The Almighty looked miserable. “I was hoping you wouldn’t ask.”

I sat back down. “Sounds like a story to me. Spill it, sister.”

He sighed. “I swear I’m not a stalker!”

“Ah yes! The winning opening line in ANY feel good tale.”

“I just thought that if I spent a little more time at the library, she would get to know me. You know, that way it wouldn’t be like a stranger asking her out.”

“Hmm. Initially a good plan, but I have a feeling it’s about to go bad.”

The Lord looked down at his hands in his lap. “So I went back every day to get a new book.
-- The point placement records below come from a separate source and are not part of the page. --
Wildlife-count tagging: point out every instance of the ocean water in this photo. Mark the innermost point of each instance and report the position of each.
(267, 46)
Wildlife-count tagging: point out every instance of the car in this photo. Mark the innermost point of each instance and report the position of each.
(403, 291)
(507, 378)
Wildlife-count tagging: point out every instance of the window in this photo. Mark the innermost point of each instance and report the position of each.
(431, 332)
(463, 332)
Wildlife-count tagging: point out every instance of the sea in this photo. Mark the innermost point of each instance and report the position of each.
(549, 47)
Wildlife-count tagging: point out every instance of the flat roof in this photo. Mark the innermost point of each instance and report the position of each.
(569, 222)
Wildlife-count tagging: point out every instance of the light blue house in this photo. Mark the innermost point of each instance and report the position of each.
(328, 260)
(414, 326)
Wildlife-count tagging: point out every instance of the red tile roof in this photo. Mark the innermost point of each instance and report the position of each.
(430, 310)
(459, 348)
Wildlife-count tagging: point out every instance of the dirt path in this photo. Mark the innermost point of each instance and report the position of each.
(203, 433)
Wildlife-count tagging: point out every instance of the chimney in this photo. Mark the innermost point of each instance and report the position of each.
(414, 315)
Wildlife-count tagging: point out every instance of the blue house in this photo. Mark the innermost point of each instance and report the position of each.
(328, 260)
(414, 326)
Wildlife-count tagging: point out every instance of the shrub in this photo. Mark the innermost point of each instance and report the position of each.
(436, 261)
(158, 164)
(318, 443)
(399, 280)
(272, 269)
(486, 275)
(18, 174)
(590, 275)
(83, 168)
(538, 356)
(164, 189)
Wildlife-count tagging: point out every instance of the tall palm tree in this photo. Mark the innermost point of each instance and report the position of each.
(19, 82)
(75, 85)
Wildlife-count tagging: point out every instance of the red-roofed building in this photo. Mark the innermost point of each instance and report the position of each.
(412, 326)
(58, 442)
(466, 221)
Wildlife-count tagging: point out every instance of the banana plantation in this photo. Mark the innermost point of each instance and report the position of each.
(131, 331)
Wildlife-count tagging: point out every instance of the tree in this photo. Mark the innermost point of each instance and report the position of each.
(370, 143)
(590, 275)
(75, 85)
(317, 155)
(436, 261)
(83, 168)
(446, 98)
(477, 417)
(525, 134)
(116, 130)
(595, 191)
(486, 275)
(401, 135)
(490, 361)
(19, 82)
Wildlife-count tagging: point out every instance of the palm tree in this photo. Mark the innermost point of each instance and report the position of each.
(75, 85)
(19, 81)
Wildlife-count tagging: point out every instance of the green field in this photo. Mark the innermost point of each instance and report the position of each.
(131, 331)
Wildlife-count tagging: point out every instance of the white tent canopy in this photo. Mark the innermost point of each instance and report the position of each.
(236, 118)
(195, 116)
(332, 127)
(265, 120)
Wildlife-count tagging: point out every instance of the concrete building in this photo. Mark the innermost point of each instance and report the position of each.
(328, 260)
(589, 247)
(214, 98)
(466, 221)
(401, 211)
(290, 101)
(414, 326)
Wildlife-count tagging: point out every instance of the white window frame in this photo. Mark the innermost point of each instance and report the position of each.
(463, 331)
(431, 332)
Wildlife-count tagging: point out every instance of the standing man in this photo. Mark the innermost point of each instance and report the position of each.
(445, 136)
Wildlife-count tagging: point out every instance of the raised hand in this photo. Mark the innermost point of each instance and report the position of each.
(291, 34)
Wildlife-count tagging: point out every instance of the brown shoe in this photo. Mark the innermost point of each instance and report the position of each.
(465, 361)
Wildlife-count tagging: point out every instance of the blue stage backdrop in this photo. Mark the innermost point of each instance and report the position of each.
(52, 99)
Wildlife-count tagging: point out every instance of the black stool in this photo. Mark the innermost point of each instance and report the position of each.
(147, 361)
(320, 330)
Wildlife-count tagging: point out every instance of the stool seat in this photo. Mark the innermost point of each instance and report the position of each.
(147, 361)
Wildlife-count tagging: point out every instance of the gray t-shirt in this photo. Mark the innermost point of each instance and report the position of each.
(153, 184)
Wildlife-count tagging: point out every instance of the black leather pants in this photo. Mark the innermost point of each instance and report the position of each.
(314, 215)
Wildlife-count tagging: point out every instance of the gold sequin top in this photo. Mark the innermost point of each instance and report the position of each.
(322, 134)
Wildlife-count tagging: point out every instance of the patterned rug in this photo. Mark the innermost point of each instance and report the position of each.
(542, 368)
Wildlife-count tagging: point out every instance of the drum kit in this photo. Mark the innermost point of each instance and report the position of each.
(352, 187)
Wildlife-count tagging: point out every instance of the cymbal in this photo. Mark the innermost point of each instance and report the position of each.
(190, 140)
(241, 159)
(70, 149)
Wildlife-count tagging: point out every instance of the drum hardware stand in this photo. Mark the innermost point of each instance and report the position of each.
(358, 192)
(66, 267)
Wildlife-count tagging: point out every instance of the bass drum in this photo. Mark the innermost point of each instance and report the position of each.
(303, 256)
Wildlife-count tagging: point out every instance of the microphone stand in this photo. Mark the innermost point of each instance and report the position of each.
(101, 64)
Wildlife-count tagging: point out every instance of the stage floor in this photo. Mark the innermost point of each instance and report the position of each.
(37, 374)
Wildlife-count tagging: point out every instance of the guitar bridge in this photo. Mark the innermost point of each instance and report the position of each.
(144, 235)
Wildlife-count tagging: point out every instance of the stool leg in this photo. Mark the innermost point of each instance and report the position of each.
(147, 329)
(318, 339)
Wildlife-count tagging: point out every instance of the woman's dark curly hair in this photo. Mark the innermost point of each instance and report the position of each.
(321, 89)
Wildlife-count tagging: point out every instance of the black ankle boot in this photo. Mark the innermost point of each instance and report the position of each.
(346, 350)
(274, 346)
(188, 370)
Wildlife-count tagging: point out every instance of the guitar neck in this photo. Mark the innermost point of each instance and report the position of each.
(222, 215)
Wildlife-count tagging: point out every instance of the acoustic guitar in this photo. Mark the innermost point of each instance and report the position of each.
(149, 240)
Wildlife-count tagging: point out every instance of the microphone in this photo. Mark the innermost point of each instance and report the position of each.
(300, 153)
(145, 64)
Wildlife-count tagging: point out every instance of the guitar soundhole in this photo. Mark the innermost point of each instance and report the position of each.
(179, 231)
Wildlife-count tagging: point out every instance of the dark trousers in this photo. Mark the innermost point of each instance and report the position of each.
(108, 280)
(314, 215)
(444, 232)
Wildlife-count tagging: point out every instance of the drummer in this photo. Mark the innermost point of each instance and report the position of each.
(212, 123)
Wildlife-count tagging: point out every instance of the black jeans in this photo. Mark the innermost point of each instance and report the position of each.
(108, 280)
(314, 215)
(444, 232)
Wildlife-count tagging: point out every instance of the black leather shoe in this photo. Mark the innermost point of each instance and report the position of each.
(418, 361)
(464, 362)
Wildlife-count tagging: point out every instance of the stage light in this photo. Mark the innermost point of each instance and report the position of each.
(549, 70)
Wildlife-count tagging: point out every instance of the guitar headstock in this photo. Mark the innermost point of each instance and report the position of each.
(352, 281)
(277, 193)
I’m not a freak or nothing: I actually read each book. And I always asked her for help picking out the next book. It wasn’t long before I knew her work schedule. That way, I was able to make sure I was always there for her shift.”

“And there it is.”

“It seemed reasonable. I finally plucked up the courage, and said, ‘Hey, babe. How’d you like to go for coffee with The Supreme Being?’”
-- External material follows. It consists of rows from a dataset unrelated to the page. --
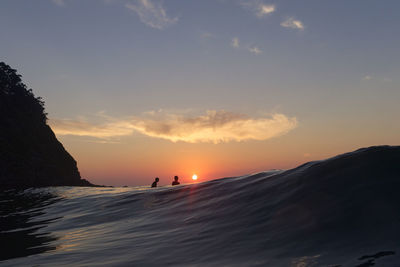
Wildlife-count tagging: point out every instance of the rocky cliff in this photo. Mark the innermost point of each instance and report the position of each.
(30, 154)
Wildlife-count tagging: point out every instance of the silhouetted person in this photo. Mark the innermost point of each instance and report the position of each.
(154, 184)
(175, 182)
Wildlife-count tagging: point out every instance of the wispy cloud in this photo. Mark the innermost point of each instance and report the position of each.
(255, 50)
(259, 8)
(214, 127)
(293, 23)
(235, 42)
(58, 2)
(152, 13)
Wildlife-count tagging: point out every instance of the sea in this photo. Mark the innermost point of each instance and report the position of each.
(342, 211)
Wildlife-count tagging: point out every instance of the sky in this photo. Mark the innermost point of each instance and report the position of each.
(136, 89)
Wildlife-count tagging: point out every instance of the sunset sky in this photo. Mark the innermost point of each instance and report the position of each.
(136, 89)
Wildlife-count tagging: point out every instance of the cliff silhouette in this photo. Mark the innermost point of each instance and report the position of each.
(30, 154)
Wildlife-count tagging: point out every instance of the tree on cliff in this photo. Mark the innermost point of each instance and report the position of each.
(30, 154)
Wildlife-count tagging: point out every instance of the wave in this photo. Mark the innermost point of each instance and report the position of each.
(343, 211)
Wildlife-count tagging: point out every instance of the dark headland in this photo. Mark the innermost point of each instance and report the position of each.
(30, 154)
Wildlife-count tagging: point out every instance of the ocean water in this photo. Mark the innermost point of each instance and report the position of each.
(343, 211)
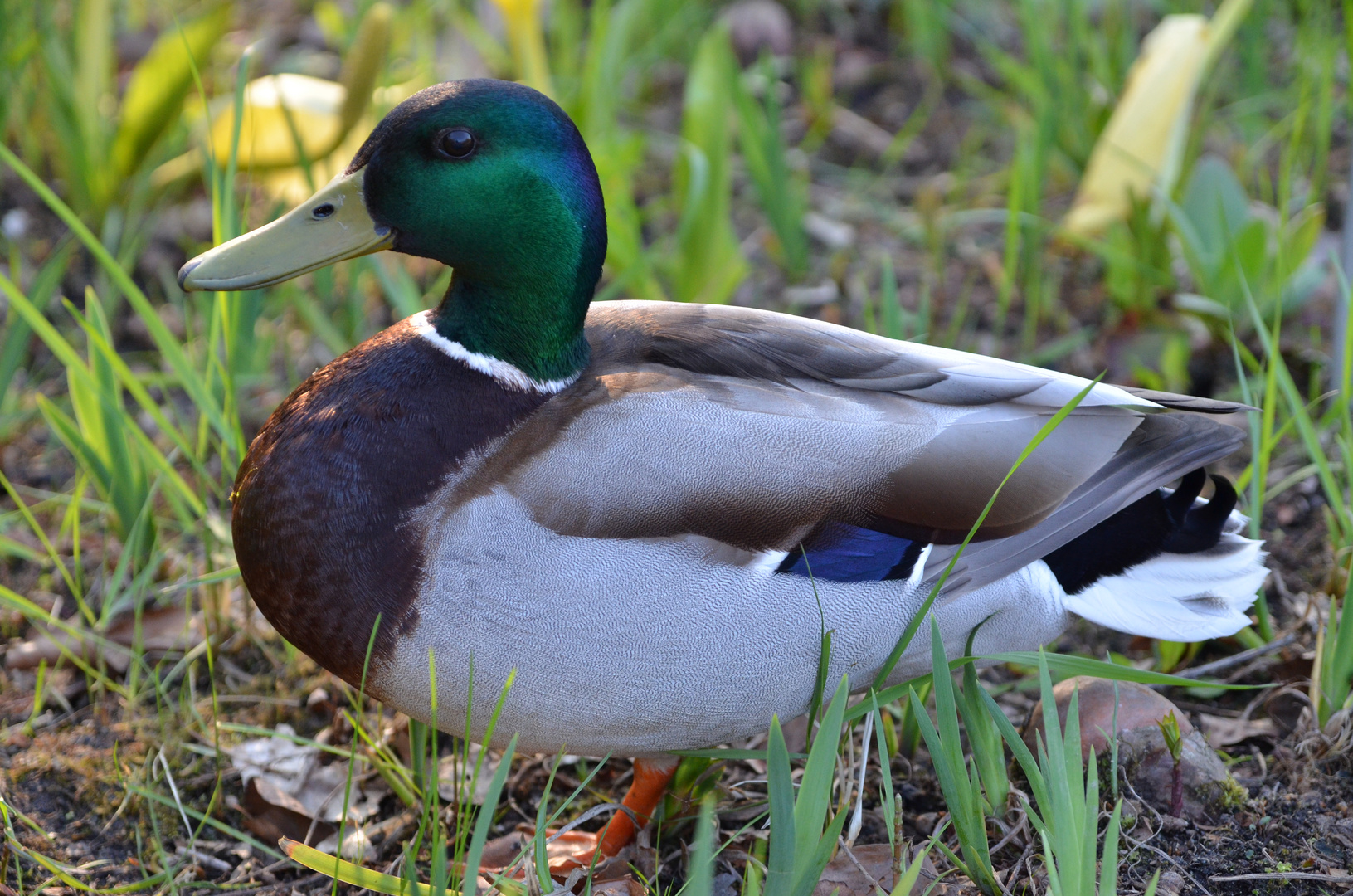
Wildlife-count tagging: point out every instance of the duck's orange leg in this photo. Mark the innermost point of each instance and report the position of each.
(645, 792)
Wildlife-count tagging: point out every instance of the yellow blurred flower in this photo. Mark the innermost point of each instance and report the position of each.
(528, 42)
(1140, 152)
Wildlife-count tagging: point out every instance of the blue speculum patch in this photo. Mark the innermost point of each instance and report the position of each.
(843, 553)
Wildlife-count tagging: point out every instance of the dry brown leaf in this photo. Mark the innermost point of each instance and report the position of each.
(869, 870)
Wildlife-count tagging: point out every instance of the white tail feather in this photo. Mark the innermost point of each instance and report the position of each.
(1180, 597)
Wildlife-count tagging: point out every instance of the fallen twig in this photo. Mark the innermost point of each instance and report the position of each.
(1284, 876)
(1239, 660)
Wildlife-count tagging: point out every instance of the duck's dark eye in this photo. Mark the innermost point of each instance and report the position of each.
(458, 143)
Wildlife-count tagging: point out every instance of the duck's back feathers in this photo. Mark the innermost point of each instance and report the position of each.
(755, 429)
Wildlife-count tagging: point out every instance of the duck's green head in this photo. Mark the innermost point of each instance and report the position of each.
(490, 178)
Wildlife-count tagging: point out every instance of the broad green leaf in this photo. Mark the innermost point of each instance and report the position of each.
(349, 874)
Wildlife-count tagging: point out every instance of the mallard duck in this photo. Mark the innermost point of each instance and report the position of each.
(652, 510)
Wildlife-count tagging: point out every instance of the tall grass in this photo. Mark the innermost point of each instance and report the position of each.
(156, 431)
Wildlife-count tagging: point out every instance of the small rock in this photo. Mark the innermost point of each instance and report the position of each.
(759, 25)
(319, 701)
(1209, 789)
(1170, 884)
(812, 295)
(834, 235)
(1138, 707)
(14, 225)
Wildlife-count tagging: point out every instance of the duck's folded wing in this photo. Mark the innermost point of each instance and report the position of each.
(755, 428)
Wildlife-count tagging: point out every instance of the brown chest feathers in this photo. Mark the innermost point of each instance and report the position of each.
(325, 497)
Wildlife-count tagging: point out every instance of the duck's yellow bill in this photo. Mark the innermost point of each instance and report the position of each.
(330, 226)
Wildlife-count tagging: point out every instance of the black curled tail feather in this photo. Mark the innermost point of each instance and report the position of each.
(1202, 527)
(1153, 524)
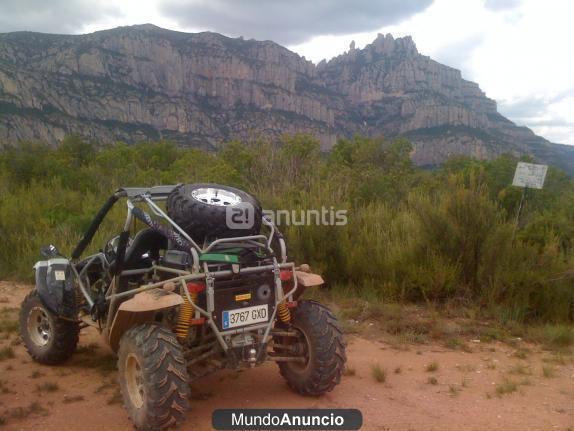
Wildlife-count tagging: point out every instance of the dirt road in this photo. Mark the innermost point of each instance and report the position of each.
(427, 387)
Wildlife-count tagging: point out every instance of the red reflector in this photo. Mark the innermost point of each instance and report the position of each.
(195, 287)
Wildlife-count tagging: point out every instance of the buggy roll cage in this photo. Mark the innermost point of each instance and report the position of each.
(182, 241)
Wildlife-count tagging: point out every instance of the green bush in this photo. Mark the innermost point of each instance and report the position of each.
(412, 234)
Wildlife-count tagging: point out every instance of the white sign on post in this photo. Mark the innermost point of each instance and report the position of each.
(529, 175)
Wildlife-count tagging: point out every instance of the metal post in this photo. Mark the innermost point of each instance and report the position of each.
(520, 205)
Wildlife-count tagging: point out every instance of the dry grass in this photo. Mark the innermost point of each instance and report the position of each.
(20, 413)
(453, 390)
(379, 374)
(520, 370)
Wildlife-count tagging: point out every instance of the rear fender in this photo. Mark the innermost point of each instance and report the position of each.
(139, 309)
(306, 279)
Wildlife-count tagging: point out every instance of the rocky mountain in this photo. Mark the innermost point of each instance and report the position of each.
(146, 83)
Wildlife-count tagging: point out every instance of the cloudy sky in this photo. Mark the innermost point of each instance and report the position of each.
(519, 51)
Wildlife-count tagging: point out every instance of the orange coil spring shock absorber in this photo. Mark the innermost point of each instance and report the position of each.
(185, 316)
(186, 310)
(282, 309)
(283, 312)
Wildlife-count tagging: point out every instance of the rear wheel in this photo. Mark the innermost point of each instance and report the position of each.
(320, 342)
(153, 377)
(48, 339)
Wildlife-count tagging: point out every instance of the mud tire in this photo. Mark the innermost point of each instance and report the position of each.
(161, 399)
(326, 351)
(63, 336)
(201, 220)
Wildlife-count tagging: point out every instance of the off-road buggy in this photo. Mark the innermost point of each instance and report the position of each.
(174, 310)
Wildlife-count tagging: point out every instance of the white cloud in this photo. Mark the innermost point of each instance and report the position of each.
(520, 52)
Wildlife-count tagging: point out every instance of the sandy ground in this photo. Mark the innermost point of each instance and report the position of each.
(463, 396)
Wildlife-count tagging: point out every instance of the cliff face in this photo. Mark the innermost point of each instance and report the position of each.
(144, 82)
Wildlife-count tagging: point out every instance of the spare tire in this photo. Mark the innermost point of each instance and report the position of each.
(202, 210)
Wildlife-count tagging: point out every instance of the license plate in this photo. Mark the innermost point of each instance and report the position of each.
(245, 316)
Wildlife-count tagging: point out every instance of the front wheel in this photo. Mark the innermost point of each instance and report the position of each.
(48, 339)
(320, 341)
(153, 377)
I waited for him to say that was a joke. And waited. “Please tell me you didn’t actually say that.”

“It wasn’t the winning line I had expected.”
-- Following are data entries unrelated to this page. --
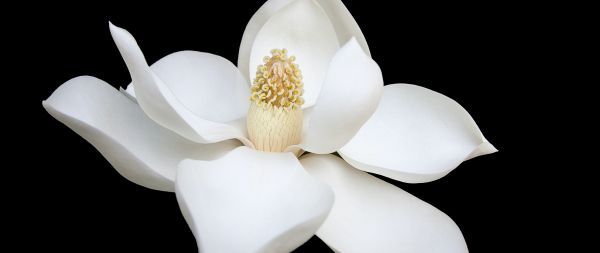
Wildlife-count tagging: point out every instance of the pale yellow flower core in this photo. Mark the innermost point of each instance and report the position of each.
(275, 117)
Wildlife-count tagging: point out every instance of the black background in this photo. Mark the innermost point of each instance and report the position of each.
(481, 56)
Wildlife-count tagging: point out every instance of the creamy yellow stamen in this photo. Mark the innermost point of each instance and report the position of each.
(275, 117)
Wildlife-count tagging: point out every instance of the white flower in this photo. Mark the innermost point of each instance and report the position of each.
(181, 126)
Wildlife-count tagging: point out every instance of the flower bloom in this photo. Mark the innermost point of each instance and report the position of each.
(247, 149)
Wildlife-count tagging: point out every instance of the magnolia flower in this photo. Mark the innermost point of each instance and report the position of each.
(247, 149)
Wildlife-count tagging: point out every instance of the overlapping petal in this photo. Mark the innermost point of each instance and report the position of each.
(416, 135)
(139, 149)
(251, 201)
(350, 95)
(184, 70)
(370, 215)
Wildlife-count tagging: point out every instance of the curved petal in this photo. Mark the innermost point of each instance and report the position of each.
(339, 16)
(416, 135)
(158, 100)
(139, 149)
(350, 95)
(370, 215)
(251, 201)
(303, 28)
(203, 82)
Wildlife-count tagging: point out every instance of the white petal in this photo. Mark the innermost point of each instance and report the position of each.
(159, 101)
(251, 201)
(208, 85)
(138, 148)
(303, 28)
(349, 97)
(370, 215)
(339, 16)
(416, 135)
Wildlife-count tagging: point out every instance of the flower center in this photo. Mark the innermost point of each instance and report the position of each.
(274, 120)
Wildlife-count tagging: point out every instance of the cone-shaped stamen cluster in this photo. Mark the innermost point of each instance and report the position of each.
(275, 117)
(278, 82)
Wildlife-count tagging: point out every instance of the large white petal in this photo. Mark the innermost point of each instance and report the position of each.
(138, 148)
(339, 16)
(416, 135)
(251, 201)
(370, 215)
(303, 28)
(349, 97)
(160, 103)
(208, 85)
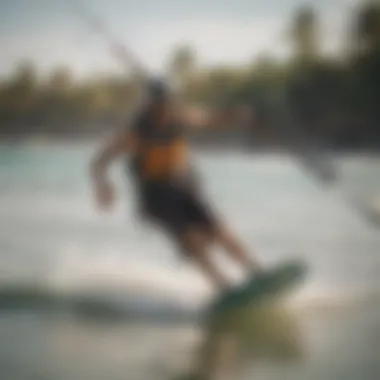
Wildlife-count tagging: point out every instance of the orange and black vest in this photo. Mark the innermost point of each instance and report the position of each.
(157, 148)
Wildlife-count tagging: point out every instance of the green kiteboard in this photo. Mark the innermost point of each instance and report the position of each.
(271, 283)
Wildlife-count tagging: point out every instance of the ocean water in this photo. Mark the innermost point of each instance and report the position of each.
(85, 295)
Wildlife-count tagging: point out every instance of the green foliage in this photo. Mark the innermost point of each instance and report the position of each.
(334, 100)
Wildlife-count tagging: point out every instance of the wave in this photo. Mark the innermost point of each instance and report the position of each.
(94, 304)
(158, 308)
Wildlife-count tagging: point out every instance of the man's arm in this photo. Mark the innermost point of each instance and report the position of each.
(119, 145)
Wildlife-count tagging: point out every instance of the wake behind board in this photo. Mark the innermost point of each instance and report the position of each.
(272, 282)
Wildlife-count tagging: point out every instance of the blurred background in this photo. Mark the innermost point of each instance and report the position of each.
(87, 296)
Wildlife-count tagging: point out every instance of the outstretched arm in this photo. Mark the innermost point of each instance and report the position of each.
(119, 144)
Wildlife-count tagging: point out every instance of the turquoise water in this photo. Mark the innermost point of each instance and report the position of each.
(54, 245)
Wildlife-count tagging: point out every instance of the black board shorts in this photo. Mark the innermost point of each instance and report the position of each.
(176, 208)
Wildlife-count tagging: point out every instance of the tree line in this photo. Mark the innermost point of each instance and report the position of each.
(333, 100)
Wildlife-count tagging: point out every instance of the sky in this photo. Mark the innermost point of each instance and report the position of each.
(52, 33)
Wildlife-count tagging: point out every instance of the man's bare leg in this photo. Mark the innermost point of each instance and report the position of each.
(196, 243)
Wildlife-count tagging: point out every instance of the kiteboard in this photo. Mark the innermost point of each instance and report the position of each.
(270, 283)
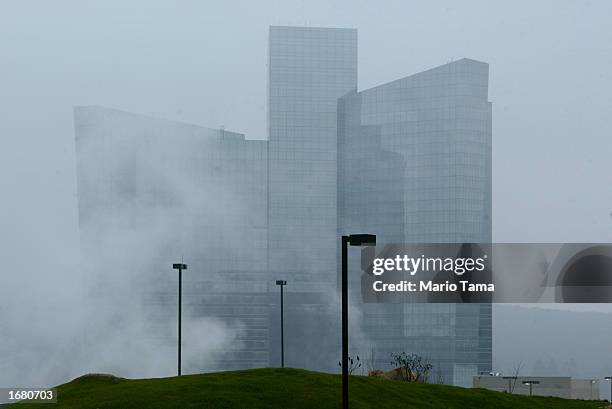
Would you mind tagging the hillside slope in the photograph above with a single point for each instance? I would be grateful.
(282, 388)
He looked even more despondent. “She was very polite. She just smiled and said, ‘Sorry, dude. You are kind of creepy.’”

“Dude, that sucks. Now what have you learned from this?”

He lowered his head some more. “Don’t be creepy? Don’t say ‘babe’? Don’t hang around too much? Don’t try to come up with an impressive opening line?”

I put my hand on his shoulder. “A star pupil. Feel like joining me for some goat piss?”